Now Hector was fighting on the other side of the plain, and his charioteer said to him: "See how Ajax is driving our people before him. Let us go and stop him." So they went, lashing the horses that they might go the faster, and the chariot rolled over many bodies of men, and the axle and the sides of it were red with blood. Then Zeus put fear into the heart of the great Ajax himself. He would not fly, but he turned round, throwing his great shield over his shoulder, and moved towards the ships slowly, step by step. It was as when an ass breaks into a field and eats the standing corn, and the children of the village beat him with sticks. Their arms are weak, and the sticks are broken on the beast's back, for he is slow in going, nor do they drive him out till he has eaten his fill. So the Trojans thrust at Ajax their lances. And now he would turn and face them, and now he would take a step backwards towards the ships.

Now Achilles was standing on the stern of his ship, looking at the battle, and Patroclus stood by him. And when old Nestor passed by taking Machāon to the ships, Achilles said to his friend: "Soon, I think, will the Greeks come and pray me to help them, for they are in great trouble. But go now and see who was this whom Nestor is taking to the ships. His shoulders, I thought were the shoulders of Machāon, but his face I could not see, for the horses went by very fast."

Then Patroclus ran to do his errand. Meanwhile Nestor took Machāon to his tent. And there the girl that waited on the old man mixed for them a bowl of drink. First she set a table, and laid on it a bronze charger, and on it she put a flask of wine, and a leek, with which to flavour it, and yellow honey, and barley meal. And she fetched from another part of the tent a great bowl with four handles. On each side of the bowl there was a pair of handles, and on each handle there was a dove, wrought in bronze, and the doves seemed to be pecking at each other. A very big bowl it was, and, when it was full, so heavy that a man could scarcely lift it from the table; but Nestor, though he was old, could lift it easily. Then the girl poured the wine from the flask into the bowl, and put honey into it, and shredded cheese made from goat's milk, and the leek to flavour it. And when the mess was ready, she bade them drink. So they drank, and talked together.
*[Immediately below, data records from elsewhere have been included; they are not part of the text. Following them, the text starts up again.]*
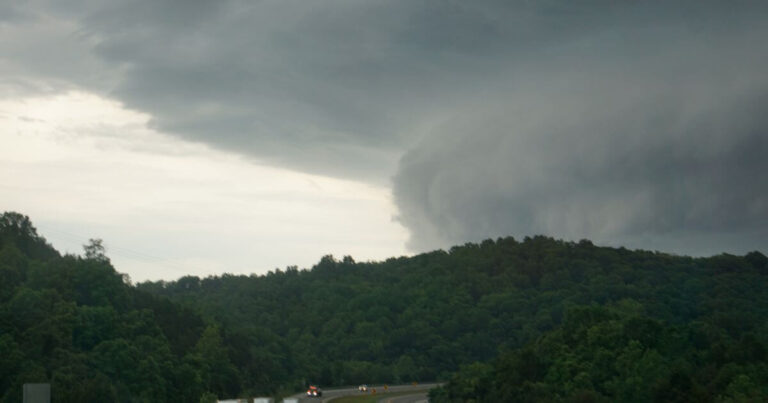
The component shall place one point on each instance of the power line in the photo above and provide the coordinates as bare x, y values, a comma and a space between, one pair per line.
118, 250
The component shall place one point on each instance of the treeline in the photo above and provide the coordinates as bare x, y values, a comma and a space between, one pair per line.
503, 320
76, 323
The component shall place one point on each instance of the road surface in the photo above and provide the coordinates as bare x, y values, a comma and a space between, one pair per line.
328, 395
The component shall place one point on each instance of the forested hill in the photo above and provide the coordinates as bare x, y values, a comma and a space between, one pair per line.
537, 318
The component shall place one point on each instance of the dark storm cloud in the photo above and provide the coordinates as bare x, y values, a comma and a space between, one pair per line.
656, 140
625, 122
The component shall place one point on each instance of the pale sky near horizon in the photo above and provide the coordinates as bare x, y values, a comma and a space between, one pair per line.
82, 167
202, 137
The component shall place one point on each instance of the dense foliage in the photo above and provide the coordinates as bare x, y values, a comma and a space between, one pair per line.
536, 319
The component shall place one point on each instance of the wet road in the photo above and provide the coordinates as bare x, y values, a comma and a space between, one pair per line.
329, 395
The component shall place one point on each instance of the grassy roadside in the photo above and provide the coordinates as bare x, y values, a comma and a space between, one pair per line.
371, 398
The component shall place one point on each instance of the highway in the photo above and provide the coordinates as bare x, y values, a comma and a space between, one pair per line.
329, 395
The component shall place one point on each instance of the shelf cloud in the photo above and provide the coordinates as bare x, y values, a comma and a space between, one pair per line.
640, 124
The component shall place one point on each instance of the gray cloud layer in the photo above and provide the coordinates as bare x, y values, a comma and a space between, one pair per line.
639, 124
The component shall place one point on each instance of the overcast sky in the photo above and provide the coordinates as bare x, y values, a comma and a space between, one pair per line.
202, 137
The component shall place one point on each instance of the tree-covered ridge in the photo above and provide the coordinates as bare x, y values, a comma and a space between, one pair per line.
421, 318
537, 318
74, 322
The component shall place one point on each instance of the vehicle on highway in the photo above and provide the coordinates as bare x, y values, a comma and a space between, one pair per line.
314, 391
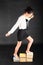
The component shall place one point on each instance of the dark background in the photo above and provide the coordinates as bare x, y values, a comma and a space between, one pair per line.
10, 10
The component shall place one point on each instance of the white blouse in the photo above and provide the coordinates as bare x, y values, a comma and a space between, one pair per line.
21, 23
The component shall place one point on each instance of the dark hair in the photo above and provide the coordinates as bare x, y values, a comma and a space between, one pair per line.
28, 10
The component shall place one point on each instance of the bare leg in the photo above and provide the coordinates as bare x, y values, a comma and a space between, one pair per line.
30, 41
17, 48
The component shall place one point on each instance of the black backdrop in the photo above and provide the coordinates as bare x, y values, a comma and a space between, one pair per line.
10, 10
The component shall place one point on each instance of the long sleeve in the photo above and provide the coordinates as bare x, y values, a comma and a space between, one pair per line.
14, 27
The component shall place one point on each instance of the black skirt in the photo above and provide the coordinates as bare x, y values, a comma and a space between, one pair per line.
22, 34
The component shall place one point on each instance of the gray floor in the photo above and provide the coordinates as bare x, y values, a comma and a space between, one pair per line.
6, 54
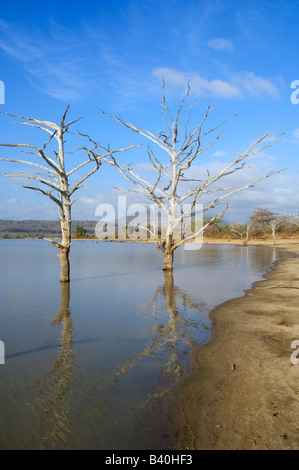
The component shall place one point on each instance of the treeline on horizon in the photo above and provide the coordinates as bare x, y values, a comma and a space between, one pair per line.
262, 223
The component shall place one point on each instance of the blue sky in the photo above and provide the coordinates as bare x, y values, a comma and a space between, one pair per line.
240, 57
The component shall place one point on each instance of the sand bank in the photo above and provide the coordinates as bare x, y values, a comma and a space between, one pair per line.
243, 390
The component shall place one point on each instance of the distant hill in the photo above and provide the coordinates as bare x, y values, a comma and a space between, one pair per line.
41, 228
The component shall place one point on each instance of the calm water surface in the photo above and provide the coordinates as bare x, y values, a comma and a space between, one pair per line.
88, 366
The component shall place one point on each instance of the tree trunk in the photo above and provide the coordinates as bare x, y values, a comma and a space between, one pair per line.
168, 255
64, 263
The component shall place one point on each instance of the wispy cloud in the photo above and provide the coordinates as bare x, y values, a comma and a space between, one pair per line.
221, 44
51, 61
239, 85
296, 133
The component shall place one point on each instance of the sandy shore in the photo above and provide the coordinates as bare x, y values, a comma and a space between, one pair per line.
243, 392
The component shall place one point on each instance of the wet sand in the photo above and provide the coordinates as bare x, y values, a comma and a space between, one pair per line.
243, 390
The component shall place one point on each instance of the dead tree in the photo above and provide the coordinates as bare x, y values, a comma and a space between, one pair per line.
170, 189
55, 179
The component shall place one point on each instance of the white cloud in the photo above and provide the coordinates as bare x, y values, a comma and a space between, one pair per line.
199, 85
52, 63
221, 44
240, 84
254, 85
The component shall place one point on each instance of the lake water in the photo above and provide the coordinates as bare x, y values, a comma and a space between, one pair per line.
88, 366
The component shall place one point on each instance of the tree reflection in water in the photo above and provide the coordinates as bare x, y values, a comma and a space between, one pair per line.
57, 398
52, 389
170, 339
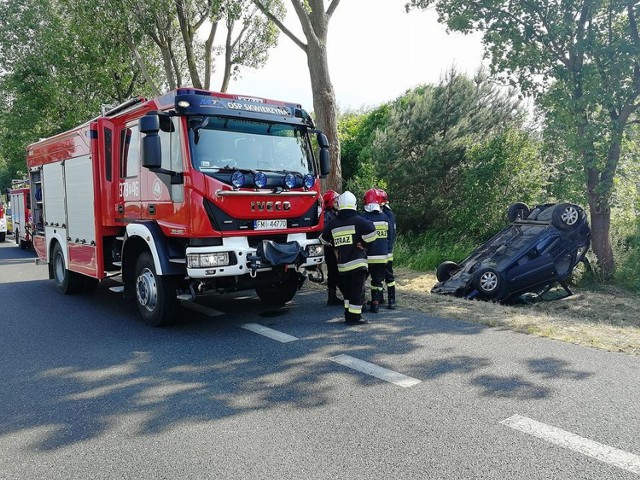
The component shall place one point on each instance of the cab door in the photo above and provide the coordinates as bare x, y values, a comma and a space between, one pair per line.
128, 206
161, 199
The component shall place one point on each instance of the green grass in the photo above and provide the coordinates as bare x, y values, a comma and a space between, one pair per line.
425, 252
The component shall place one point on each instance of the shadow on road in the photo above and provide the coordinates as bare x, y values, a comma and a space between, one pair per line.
77, 368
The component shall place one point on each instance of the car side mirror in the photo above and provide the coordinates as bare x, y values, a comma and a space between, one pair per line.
325, 162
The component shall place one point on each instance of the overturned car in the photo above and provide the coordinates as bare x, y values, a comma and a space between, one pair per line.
540, 248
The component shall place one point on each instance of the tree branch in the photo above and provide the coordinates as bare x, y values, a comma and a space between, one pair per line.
332, 7
305, 21
280, 25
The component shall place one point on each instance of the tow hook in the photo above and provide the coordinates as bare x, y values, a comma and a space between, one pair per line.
256, 263
317, 278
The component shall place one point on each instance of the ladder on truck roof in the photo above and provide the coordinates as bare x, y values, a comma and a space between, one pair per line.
110, 110
20, 183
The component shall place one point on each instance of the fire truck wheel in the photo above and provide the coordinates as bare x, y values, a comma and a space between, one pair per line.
279, 293
155, 294
66, 282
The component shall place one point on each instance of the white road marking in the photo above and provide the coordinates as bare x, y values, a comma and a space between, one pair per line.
375, 371
209, 312
599, 451
269, 332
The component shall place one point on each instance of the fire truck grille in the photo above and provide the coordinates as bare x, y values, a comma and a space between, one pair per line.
222, 222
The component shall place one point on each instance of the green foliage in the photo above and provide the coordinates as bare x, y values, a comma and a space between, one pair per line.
357, 131
454, 156
426, 251
57, 71
580, 59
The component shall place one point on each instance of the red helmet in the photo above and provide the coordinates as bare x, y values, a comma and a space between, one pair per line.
330, 197
383, 198
371, 196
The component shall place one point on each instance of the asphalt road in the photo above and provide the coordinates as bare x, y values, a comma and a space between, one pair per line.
87, 391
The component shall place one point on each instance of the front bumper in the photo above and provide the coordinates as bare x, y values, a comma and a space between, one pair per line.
240, 252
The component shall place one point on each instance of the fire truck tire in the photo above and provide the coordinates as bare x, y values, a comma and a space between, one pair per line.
89, 284
156, 295
279, 293
67, 282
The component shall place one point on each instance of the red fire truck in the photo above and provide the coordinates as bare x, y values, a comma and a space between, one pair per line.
190, 193
20, 212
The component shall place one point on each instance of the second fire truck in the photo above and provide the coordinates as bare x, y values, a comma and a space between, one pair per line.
189, 193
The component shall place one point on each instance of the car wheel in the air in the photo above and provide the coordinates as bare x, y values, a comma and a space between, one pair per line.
567, 216
446, 270
488, 282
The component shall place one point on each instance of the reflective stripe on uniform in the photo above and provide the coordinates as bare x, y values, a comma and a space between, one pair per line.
370, 237
357, 309
382, 229
348, 230
352, 265
377, 259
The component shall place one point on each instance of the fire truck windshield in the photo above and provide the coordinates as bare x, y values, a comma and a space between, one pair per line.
228, 143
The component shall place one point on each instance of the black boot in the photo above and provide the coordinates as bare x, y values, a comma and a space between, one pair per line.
333, 298
375, 306
391, 292
355, 319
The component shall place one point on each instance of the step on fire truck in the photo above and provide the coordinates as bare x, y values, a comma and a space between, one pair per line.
20, 198
191, 193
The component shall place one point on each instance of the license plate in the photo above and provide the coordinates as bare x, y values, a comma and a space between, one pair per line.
269, 224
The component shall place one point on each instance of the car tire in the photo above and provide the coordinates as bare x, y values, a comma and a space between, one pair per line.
567, 216
279, 293
518, 211
156, 295
446, 270
488, 282
67, 282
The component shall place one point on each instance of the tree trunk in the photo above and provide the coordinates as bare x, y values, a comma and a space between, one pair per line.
601, 238
187, 36
324, 107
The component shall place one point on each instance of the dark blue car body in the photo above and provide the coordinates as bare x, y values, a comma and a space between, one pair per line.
539, 249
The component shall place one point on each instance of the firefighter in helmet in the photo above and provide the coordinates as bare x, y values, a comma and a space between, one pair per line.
391, 238
330, 198
377, 252
349, 234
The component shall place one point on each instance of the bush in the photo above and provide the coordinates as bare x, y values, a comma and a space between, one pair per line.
425, 252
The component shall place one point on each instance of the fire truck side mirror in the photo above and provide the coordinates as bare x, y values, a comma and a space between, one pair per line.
150, 148
325, 162
150, 123
323, 142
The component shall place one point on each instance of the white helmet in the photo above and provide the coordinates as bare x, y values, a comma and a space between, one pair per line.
347, 201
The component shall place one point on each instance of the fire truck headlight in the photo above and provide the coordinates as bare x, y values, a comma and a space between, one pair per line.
315, 250
260, 180
237, 179
206, 260
309, 180
289, 180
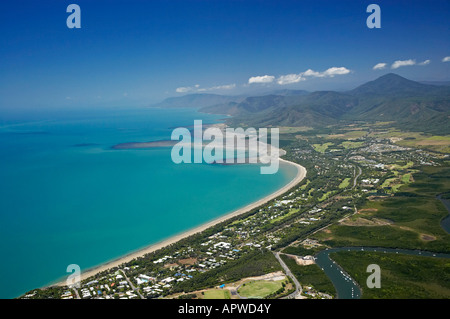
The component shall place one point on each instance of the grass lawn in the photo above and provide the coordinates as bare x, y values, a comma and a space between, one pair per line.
260, 288
349, 145
415, 214
345, 183
321, 148
310, 275
291, 212
217, 294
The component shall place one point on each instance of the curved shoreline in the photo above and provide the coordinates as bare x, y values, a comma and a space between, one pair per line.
301, 173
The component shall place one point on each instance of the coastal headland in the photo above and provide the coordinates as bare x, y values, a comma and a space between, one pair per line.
300, 175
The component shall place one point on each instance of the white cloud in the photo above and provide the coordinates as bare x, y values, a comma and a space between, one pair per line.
184, 89
426, 62
294, 78
290, 78
331, 72
197, 88
310, 72
379, 66
400, 63
261, 79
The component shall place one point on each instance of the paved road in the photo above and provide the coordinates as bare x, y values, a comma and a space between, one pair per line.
356, 177
298, 287
76, 292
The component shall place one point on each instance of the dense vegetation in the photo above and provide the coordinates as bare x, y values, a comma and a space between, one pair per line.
255, 263
310, 275
402, 276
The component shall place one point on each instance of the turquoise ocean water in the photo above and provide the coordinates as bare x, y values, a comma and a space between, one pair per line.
67, 198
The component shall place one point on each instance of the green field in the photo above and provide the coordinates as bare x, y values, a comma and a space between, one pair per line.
402, 276
415, 214
350, 145
321, 148
345, 183
291, 212
310, 275
260, 288
216, 294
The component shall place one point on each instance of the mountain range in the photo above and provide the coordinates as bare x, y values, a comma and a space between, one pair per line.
411, 105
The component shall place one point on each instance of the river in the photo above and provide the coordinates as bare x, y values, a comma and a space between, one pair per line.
346, 287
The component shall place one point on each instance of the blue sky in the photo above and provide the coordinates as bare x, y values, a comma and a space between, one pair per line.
140, 52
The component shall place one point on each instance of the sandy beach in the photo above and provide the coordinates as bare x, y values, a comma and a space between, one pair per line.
301, 173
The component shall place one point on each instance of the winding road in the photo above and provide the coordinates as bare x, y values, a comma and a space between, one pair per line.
298, 287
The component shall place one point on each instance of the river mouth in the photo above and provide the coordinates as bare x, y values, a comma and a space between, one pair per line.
346, 287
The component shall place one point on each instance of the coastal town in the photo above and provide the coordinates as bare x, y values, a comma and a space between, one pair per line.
262, 253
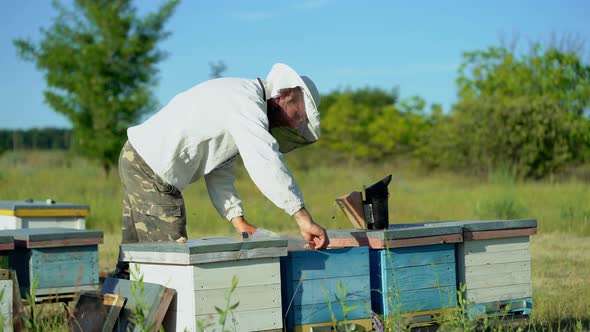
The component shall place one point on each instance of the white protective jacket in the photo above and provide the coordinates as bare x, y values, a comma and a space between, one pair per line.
202, 130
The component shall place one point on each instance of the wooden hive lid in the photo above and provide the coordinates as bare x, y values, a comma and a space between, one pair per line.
49, 208
52, 237
397, 235
495, 229
205, 250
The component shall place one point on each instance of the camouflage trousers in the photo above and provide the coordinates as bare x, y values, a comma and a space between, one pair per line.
153, 210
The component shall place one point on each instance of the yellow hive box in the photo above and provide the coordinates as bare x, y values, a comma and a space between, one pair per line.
42, 214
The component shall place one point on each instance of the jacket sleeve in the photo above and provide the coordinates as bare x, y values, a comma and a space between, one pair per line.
223, 193
263, 161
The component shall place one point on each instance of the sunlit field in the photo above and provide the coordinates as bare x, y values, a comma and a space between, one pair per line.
560, 251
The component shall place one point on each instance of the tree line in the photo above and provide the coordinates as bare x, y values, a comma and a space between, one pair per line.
35, 139
528, 112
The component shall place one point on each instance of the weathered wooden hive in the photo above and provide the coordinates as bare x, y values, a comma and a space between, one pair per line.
60, 261
316, 284
413, 271
6, 284
201, 273
494, 264
42, 214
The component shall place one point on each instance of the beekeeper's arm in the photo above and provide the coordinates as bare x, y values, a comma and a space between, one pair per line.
263, 161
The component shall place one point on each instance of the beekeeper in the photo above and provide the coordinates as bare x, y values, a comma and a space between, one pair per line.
200, 133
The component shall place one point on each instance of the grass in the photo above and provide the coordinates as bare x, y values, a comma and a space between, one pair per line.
560, 252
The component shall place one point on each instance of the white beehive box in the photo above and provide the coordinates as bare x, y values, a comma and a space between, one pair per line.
42, 214
201, 272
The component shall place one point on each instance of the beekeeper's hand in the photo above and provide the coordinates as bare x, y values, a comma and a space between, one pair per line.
314, 234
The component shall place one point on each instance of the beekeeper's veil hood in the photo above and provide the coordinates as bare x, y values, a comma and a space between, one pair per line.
281, 77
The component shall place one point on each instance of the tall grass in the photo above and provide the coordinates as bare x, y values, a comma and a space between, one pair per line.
560, 259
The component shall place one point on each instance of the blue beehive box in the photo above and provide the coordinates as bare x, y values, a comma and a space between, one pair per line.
60, 261
494, 265
314, 284
413, 272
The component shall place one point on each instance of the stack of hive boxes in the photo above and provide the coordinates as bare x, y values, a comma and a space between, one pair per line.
201, 272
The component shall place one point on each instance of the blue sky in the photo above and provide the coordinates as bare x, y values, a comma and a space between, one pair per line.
413, 45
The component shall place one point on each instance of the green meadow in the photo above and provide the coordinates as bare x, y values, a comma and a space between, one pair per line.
560, 251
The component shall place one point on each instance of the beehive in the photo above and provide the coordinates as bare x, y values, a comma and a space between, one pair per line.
60, 261
201, 273
413, 273
6, 284
42, 214
494, 264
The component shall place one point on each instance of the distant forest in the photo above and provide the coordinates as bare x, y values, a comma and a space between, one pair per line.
35, 139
But while they talked, Patroclus stood in the door of the tent. And Nestor went to him, and took him by the hand, and said: "Come now and sit down with us, and drink from the bowl." But Patroclus would not. "Stay me not," he said; "I came to see who it was whom you have brought wounded out of the battle. And now I see that it is Machāon. Therefore I will go back without delay, for you know what kind of man is Achilles, how he quickly grows angry and is ready to blame."

Then said Nestor: "What does Achilles care about the Greeks? Why does he ask who are wounded? O Patroclus, do you remember the day when Ulysses and I came to the house of Peleus? Your father was there, and we feasted in the hall; and when the feast was finished, then we told Peleus why we had come, how we were gathering the chiefs of Greece to go and fight against Troy. And you and Achilles were eager to go. And old men gave you much advice. Old Peleus said to Achilles: 'You must always be the very first in battle.' But to you your father said: 'Achilles is of nobler birth than you, and he is stronger by far. But you are older, and years give wisdom. Therefore it will be your part to give him good counsel when there is need.' Why then do you not advise him to help us? And if he is still resolved not to go forth to the battle, then let him send you forth, and let him lend you his armour to wear. Then the Trojans will think that Achilles himself has come back to the battle, and they will be afraid, and we shall have a breathing space."

Then Patroclus turned and ran back to the tent of Achilles.